モンツァでもまさしくスパと同じような問題に直面したが、スパとは正反対にダウンフォースを削る方向からスタートした週末は厳しい走り出しとなった。しかし金曜の夜にデータを精査し弾き出したセットアップ修正が上手くいった。
「金曜日はリヤがすごく不安定でマシン挙動に一貫性がなくてマシンを信頼してドライブすることができなかった。特にこういう超高速サーキットではマシンの限界を引き出すのが難しいんだ。でも今日はフリー走行3回目からフィーリングが格段に良くなって、予選でもマシンバランスはとても良かった。金曜から土曜に思い通りのセットアップ変更の効果が得られないことも2018年シーズンここまでに何度かあったけど、今回はそれが完璧に上手くいったよ」(ガスリー)
やはりダウンフォースを付けてコーナーで稼ぐ方向に持っていくことでトロロッソ・ホンダSTR13はそのポテンシャルを発揮した。いや、STR13に限らず、多くのマシンがそうだった。
それが2000mm幅&ワイドタイヤで高いコーナリング性能を持つ現行レギュレーションのF1マシンであり、それはスパやモンツァのような高速サーキットでも言えることだ。
むしろ、ドラッグが大きくなっている現行マシンだからこそ、ストレートではなくコーナーで稼ぎ勝負すべきなのだ。全開率が格段に上がったシルバーストンでも、ダウンフォースの少ないマシンでいかにコーナーで我慢するかではなく、コーナーで稼げるマシンに仕上げた上でいかにダウンフォースとドラッグを削るかの勝負だった。

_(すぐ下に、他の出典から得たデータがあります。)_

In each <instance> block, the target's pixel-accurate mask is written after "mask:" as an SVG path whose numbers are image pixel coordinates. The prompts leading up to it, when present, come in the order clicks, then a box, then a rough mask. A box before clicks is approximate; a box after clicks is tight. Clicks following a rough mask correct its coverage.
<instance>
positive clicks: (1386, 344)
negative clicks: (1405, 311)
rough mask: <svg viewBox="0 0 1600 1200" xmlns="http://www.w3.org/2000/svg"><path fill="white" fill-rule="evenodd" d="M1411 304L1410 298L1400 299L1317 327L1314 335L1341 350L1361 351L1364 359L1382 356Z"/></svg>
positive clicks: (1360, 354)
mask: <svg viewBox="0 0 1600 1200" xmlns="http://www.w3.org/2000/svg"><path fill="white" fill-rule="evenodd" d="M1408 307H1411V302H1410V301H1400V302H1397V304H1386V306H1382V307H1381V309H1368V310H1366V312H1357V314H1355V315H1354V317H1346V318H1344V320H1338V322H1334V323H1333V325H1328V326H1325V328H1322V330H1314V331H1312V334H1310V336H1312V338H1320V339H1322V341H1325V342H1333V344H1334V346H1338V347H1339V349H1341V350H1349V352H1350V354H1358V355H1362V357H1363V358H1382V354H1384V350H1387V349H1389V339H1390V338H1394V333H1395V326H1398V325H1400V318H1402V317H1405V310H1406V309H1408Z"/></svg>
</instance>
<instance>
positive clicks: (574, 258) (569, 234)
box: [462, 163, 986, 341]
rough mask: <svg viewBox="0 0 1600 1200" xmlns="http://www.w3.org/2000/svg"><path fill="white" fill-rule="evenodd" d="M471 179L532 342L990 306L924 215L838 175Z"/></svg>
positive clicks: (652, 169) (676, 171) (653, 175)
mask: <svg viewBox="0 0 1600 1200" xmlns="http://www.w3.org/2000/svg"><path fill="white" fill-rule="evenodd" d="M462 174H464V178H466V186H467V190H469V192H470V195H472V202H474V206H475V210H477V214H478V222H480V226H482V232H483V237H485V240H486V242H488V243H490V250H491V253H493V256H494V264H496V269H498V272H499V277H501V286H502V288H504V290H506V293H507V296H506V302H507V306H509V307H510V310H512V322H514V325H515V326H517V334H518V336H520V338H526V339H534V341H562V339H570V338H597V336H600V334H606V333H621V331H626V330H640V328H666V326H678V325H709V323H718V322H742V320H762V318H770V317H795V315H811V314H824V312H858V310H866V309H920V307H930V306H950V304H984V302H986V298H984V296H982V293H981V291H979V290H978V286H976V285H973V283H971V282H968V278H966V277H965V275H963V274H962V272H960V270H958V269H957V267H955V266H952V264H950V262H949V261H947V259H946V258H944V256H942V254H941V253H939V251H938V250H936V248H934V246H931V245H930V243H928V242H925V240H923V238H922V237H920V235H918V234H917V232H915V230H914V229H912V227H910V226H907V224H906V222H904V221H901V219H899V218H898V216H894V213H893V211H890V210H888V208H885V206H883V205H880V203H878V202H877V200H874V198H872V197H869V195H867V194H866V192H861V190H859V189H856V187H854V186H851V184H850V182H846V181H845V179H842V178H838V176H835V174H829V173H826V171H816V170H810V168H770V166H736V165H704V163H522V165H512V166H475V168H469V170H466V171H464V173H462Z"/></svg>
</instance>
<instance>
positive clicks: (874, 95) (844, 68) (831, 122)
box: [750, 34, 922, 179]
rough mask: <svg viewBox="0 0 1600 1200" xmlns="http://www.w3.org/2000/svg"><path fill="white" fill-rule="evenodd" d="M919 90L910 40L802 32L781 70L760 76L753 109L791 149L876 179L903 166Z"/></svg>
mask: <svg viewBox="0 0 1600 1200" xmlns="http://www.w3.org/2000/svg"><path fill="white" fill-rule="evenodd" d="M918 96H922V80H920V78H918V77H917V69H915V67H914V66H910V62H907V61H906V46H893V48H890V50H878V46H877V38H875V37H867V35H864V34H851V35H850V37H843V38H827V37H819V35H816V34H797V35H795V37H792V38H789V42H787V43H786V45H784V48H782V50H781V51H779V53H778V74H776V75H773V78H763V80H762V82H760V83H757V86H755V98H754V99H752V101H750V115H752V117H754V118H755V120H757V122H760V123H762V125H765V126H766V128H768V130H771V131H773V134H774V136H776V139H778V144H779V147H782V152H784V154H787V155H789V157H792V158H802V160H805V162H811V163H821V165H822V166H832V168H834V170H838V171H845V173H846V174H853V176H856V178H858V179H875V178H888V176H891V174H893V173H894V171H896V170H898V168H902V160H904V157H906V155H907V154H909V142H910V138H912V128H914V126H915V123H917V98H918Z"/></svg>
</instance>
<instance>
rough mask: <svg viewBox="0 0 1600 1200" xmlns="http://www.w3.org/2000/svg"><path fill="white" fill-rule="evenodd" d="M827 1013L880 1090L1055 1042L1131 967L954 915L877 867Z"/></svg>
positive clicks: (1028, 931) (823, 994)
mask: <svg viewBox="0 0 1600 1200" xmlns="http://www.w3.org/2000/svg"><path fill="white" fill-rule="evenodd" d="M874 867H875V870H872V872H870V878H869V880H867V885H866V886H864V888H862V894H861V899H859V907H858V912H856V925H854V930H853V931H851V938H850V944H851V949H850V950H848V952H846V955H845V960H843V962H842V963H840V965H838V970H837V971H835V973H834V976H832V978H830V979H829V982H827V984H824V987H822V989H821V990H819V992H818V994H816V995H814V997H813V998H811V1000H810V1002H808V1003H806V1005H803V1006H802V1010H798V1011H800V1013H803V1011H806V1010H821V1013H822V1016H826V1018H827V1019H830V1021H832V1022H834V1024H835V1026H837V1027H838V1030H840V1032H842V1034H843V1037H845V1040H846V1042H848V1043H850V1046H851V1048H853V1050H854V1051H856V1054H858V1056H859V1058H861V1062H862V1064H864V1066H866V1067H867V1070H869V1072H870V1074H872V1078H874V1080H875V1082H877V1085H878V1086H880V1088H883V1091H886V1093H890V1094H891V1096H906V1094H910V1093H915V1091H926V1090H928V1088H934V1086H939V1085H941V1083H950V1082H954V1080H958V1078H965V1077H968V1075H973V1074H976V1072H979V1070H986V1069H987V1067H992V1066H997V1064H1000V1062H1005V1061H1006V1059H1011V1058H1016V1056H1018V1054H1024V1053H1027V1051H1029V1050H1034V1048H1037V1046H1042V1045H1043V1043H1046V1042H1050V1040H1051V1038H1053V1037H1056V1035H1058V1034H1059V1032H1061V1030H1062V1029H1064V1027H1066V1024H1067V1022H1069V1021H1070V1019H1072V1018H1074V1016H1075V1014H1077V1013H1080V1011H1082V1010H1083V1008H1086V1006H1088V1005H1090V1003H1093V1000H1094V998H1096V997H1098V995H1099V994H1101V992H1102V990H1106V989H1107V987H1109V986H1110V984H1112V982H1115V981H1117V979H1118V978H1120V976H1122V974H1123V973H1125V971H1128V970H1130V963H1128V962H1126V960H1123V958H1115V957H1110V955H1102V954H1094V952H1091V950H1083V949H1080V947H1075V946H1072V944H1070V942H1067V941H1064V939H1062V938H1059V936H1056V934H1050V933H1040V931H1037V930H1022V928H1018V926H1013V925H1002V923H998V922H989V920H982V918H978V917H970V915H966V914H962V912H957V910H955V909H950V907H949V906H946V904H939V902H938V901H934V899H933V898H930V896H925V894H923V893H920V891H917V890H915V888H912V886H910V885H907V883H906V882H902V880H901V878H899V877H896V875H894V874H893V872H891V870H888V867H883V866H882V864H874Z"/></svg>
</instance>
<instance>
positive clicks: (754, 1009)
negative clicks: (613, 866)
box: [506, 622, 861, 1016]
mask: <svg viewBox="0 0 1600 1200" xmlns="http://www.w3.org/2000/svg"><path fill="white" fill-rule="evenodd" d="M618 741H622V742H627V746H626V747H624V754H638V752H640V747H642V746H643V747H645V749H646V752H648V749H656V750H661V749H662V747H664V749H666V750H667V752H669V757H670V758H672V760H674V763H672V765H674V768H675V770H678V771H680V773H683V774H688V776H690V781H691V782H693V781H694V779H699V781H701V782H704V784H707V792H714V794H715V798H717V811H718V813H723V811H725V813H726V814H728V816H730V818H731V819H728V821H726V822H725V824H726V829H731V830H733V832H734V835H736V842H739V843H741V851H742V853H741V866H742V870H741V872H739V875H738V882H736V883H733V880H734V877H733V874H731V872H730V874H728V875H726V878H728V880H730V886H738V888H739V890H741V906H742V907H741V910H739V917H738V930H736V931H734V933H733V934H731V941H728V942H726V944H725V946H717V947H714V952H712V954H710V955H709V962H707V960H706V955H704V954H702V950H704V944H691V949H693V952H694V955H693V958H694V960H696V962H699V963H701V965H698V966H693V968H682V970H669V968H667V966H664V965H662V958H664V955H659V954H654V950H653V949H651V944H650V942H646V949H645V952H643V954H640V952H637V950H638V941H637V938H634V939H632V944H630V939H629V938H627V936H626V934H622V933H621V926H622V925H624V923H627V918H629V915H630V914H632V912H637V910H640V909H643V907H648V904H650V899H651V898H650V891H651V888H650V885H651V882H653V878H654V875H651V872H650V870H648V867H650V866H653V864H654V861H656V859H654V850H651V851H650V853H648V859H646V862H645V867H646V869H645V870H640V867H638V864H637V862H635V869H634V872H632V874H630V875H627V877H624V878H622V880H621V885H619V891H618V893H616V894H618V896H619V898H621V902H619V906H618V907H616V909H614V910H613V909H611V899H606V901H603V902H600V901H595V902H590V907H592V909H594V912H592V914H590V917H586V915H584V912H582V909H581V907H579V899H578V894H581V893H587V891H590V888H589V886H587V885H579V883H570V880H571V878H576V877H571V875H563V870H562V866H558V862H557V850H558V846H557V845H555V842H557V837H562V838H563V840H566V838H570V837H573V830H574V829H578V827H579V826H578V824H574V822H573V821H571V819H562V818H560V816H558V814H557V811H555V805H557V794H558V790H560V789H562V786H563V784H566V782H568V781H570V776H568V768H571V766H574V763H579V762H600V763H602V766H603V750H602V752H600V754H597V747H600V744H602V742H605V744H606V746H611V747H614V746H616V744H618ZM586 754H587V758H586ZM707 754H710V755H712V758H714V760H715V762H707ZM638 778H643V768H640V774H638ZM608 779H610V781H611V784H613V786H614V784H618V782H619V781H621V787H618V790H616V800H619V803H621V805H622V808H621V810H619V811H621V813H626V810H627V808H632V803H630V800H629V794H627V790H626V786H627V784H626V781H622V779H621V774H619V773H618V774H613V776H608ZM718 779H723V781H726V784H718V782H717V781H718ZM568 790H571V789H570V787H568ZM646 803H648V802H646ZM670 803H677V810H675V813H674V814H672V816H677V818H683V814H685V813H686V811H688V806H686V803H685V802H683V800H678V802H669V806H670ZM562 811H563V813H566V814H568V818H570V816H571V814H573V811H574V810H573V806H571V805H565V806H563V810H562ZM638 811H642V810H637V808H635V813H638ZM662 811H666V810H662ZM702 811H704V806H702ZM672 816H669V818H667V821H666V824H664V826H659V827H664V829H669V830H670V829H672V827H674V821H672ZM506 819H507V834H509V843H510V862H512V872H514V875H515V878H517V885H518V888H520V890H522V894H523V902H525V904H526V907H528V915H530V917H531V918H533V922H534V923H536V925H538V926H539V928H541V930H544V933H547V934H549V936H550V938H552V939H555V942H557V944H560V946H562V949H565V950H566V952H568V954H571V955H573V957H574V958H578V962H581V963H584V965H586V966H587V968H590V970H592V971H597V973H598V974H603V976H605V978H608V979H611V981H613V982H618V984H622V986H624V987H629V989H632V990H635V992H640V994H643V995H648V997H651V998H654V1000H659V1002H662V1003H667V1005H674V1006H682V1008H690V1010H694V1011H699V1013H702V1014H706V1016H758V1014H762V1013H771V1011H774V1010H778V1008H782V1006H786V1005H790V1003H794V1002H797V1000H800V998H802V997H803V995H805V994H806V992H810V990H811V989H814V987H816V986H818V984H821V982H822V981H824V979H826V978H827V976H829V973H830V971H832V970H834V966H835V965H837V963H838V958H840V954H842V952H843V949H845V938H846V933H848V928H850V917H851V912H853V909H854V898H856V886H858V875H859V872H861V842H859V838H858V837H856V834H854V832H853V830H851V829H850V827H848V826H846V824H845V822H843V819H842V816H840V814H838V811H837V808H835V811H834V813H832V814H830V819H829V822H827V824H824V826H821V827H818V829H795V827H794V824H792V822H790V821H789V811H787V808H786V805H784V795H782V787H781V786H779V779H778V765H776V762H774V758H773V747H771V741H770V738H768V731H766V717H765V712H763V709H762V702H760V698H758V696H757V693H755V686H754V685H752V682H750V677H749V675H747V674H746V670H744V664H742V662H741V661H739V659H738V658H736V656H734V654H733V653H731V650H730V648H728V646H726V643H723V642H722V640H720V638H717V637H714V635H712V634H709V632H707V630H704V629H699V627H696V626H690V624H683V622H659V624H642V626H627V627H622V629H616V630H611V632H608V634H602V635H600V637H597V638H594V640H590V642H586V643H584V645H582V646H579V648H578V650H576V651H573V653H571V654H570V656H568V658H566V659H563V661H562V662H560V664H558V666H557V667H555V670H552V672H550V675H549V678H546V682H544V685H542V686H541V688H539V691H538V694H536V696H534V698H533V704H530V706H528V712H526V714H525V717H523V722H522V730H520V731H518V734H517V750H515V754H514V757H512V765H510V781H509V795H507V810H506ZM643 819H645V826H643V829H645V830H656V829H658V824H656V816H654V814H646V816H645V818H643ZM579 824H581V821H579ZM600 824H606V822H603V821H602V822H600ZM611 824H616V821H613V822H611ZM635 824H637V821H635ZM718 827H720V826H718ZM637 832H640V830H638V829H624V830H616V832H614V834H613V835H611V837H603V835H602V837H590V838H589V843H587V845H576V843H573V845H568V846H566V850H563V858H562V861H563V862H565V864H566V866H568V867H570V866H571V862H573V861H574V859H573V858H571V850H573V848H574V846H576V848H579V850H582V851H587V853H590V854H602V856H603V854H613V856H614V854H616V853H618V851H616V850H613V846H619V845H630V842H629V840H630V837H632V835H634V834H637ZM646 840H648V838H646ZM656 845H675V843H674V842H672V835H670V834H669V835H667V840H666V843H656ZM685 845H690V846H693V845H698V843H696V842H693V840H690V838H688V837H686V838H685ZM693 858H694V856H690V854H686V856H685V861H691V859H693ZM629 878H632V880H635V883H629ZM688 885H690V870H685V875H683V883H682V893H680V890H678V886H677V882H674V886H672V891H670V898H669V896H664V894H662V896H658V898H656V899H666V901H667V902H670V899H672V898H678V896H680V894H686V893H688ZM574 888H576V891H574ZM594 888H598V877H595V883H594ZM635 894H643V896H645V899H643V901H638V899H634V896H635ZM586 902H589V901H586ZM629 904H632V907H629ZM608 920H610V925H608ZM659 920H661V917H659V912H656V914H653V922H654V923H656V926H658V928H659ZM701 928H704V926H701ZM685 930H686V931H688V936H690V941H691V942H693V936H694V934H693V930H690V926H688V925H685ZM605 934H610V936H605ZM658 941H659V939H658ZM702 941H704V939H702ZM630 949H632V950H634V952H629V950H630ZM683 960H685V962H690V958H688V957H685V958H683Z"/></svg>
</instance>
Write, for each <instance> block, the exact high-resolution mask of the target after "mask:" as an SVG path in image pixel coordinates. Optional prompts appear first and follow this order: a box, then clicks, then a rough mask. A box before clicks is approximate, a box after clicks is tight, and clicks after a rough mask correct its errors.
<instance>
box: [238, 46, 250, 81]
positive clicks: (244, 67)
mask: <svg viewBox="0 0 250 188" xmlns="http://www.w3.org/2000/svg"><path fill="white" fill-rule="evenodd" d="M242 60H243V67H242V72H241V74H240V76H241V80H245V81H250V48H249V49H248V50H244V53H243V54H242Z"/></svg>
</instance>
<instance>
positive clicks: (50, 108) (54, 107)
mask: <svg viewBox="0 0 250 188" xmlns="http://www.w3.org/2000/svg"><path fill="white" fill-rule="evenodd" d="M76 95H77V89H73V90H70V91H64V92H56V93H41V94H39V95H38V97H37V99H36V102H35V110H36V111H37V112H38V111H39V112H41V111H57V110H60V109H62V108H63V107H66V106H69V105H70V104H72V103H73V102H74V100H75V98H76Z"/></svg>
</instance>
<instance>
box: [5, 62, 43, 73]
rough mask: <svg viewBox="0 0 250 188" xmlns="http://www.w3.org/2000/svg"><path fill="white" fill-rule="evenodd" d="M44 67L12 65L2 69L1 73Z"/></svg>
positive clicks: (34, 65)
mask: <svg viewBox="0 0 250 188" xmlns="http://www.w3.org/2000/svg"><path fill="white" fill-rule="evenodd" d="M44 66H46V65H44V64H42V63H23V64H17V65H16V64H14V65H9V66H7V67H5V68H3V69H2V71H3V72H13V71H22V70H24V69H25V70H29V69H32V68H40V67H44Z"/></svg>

「ラップタイム寄与度からいえば、同じパッケージの中ではストレートを伸ばすのとコーナリングスピードを上げることのどっちの方がラップタイム的に特なのかと言えば、当然コーナーの方なんです。コーナーが速ければストレート立ち上がりのスピードも速くなりますから」(田辺テクニカルディレクター)
パワーユニットの差はもちろんある。フェラーリはスペック3でさらに進化し、メルセデスAMGもスペック3はそれに近いピーク性能を有している。中団グループでハースとフォース・インディアがトップを争う好走を見せたことからも、それは明らかだ。
しかし彼らと同じパワーユニットを積むザウバーとウイリアムズはそれぞれ苦戦を強いられた。つまり、パワーユニットの性能よりもむしろ車体性能とその仕上がりがものを言うというわけだ。